Atomic geometry of cleavage surfaces of tetrahedrally coordinated compound semiconductors

Abstract

Analyses of low‐energy electron diffraction intensities are utilized to determine the surface atomic geometries of GaAs(110), ZnO(101̄0), and ZnO(112̄0). The geometry of GaAs(110) is rippled, with the As atoms protruding upwards and the Ga atoms downwards relative to the truncated bulk (zincblende) geometry in a fashion such that no nearest‐neighbor bond lengths are altered.

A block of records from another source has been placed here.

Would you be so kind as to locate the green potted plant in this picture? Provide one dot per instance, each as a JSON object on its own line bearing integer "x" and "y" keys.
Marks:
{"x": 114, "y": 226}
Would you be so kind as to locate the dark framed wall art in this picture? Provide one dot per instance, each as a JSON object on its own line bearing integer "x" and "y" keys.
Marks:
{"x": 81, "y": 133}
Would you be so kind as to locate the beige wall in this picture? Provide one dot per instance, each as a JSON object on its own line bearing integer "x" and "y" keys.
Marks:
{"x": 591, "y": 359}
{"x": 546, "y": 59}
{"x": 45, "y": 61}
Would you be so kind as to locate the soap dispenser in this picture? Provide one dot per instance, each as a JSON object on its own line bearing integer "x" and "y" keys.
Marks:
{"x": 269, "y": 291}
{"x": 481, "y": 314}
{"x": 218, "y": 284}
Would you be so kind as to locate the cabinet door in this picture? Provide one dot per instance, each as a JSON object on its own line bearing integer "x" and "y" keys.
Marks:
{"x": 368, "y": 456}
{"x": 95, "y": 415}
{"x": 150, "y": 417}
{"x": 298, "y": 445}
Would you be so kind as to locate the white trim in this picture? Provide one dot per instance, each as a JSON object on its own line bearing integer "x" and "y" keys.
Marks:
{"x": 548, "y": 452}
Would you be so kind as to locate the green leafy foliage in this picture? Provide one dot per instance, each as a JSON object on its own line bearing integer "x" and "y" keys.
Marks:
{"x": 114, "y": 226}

The geometries of ZnO(101̄0) and ZnO(112̄0) are nearly those of the truncated bulk (wurtzite) lattice. Small contractions of the upper‐layer spacings of both the oxygen (Δd=−0.1 Å) and the zinc (Δd=−0.3 Å) sublattices appear probable, however, for ZnO(101̄0). The qualitatively different nature of the surface reconstruction on GaAs(110) from those which may occur on ZnO(101̄0) is interpreted in terms of the covalent character of the bonding in GaAs as contrasted with a more ionic bonding in ZnO. Both types of surface reconstruction are consistent with a model in which the cation‐to‐anion charge transfer in the surface layer is less than in the bulk.